BladeLLM advanced operations - Platform For AI - Alibaba Cloud Documentation Center

BladeLLM supports various advanced operations. This topic describes how to configure these operations.

Multi-GPU inference deployment

BladeLLM supports using multiple GPUs for model inference and text generation to improve inference speed and support a wider range of scenarios. The deployment process consists of two steps:

For non-quantized models, you can directly start the service by using blade_llm_server.
For quantized models with multi-GPU deployment, you need to first use blade_llm_split to split the quantized model, and then start the service by using blade_llm_server.

This section demonstrates how to use multi-GPU inference by deploying a Llama model on two GPUs.

Model splitting

Use the command line statement blade_llm_split to split the model. Currently, various Hugging Face model architectures are supported, including Bloom, Llama, ChatGLM, and OPT.

The method for creating a model splitting task is basically the same as that for creating a quantization task. You only need to configure Command as the model splitting command shown below. For more information, see Create a quantization task. After the task runs successfully, the split model will be saved in your specified output path by rank.

blade_llm_split \
  --tensor_parallel_size 2 \
  --model ./local/llama_model_dir \
  --output_dir ./llama_split_2_2

The following table describes the main parameters.
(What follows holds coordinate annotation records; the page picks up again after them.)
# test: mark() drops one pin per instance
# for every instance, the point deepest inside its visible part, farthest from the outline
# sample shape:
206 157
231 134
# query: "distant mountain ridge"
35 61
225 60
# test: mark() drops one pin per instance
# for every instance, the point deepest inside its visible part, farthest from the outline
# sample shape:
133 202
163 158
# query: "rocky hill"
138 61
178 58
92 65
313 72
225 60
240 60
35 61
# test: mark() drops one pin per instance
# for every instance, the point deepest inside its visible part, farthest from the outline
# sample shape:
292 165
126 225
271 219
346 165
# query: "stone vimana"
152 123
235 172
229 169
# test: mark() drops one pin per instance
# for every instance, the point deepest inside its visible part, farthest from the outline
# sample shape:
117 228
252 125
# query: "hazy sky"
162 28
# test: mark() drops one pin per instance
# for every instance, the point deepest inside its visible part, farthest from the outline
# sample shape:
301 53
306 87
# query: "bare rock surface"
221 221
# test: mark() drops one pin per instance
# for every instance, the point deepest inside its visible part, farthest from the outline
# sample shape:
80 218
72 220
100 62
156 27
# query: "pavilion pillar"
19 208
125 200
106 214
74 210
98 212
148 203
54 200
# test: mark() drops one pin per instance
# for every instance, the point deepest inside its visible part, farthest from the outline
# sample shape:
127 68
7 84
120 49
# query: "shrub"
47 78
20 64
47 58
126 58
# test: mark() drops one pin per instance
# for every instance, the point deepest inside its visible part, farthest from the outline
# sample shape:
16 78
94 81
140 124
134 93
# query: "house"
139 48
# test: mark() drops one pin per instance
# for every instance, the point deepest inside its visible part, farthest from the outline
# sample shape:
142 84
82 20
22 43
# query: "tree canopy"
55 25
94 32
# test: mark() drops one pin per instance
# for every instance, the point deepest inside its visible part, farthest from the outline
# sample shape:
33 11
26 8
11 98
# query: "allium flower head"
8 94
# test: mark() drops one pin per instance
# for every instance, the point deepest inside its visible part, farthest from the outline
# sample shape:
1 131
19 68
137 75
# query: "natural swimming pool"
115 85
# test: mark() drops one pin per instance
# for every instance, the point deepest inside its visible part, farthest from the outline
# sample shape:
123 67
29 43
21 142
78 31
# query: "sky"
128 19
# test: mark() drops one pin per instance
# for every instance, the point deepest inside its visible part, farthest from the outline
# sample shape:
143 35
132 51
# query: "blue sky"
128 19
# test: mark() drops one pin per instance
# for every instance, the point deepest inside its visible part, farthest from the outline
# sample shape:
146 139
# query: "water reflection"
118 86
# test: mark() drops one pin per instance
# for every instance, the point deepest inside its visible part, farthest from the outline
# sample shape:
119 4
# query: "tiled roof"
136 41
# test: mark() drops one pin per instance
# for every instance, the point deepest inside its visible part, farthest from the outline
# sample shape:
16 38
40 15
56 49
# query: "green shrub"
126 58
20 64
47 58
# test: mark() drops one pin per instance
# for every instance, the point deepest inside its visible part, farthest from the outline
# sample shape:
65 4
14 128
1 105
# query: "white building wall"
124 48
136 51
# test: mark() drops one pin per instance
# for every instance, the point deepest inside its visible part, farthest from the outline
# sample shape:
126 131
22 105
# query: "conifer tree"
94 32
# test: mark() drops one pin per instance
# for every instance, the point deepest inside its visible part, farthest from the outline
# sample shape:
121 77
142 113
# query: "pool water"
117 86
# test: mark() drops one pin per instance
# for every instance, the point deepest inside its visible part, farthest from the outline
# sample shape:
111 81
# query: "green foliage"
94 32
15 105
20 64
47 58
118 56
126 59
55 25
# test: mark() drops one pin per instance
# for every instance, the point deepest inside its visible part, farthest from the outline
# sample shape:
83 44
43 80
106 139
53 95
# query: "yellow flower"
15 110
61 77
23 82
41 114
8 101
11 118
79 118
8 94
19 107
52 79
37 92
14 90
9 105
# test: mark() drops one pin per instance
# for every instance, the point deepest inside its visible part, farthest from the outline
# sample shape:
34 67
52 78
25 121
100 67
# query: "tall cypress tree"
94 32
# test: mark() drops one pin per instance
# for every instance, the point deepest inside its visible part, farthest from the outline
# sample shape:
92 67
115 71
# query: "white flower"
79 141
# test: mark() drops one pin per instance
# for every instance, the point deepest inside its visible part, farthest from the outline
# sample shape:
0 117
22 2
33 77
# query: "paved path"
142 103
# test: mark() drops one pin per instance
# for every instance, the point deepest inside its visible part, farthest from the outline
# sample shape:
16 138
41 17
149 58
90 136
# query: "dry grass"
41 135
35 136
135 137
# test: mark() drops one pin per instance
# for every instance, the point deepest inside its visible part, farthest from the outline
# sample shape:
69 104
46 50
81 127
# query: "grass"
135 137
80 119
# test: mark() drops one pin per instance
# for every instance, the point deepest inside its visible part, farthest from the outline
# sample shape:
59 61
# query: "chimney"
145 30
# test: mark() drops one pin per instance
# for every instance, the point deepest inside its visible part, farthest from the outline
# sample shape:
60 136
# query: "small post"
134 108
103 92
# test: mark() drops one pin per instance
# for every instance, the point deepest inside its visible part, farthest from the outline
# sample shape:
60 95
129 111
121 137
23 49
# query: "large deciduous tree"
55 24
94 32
You can view the complete help information by using the -h parameter.

Parameter	Type	Description
tensor_parallel_size	int	The number of GPUs per parallel group after model tensor parallel splitting.
model	str	The directory of the original floating-point model, which needs to match the OSS path mounted in the model configuration.
output_dir	str	The path where the split model is saved, which needs to match the OSS path mounted in the model configuration.

Model deployment

Use blade_llm_server to directly load the split model path for inference. For more information, see Get started with BladeLLM.

blade_llm_server \  
  --port 8081 \  
  --tensor_parallel_size 2 \  
  --model ./llama_split_2_2

Speculative decoding

Speculative decoding (also known as speculative sampling) supports using a smaller model as a teleprompter of the original model, improving overall throughput and generation speed while maintaining model accuracy.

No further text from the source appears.